When Pornhub Meets Data Science

Social Studies
I
Web Scraping, Tree Models

This project was presented during my final stats class at Duke. It was a hilarious joke project. While I relied on data to tell its story, don’t quote this as my personal sex view. :)

I highly encourage you to checkout my voiceover of the web app for this project.

Sexual desires and preferences have been a hard topic to study due to their sensitivity and privacy. In this project, I scraped 21,557 videos from the top 573 pornstars on Pornhub.com, to gain insights about what contributes to success, to both a video and a pornstar, defined by the video views and video ratings. The models find big cup size, young age pornstar, short video length, short video title, and a monogamous scene are the most significant predictors to increase the favorability of the videos and pornstars. To better visualize the specialty of each star, a shiny app with TFIDF word cloud of video titles for each star is created.  

Does size matter? 

Does size matter?
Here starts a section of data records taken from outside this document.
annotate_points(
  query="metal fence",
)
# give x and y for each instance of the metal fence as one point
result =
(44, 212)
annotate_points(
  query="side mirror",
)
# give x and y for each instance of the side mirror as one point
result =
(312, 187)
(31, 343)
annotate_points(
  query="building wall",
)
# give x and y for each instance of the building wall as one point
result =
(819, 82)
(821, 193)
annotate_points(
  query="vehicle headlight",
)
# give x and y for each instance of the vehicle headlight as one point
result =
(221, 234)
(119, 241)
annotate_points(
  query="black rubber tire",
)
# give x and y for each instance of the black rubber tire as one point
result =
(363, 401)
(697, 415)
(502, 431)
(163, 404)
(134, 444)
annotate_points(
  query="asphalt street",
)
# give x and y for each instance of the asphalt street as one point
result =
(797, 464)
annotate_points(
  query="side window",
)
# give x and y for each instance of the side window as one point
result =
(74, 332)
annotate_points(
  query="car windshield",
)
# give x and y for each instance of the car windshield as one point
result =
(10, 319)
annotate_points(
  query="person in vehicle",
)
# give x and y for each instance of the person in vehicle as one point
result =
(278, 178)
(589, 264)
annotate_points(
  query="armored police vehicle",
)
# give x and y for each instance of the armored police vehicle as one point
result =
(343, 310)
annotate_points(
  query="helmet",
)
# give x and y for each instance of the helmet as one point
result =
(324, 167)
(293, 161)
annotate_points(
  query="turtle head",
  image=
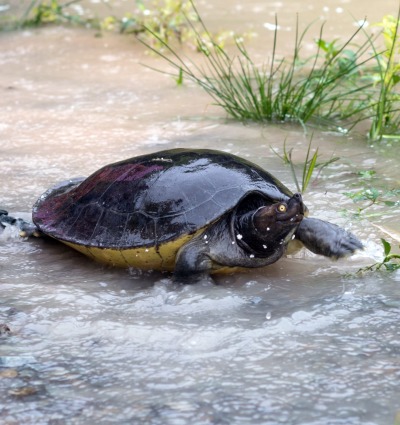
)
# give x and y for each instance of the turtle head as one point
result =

What’s the optimal age for a star? Do people have better experience in watching many short videos, or skimming through just a few long videos, during a sitting? These are the questions both Pornhub and social scientists are trying to answer. However, if the study of public opinion in politics is difficult due to the survey constraints such as voluntary response bias and social desirability bias, the study of sexual preference, being a sensitive and private topic, is even more challenging. Yet, while people might falsify their preferences during surveys, they are by and large honest during private internet activities. In this project, I aim to identify the drivers of sexual desirability, at least in masturbation.

How to webscrape 20k porns?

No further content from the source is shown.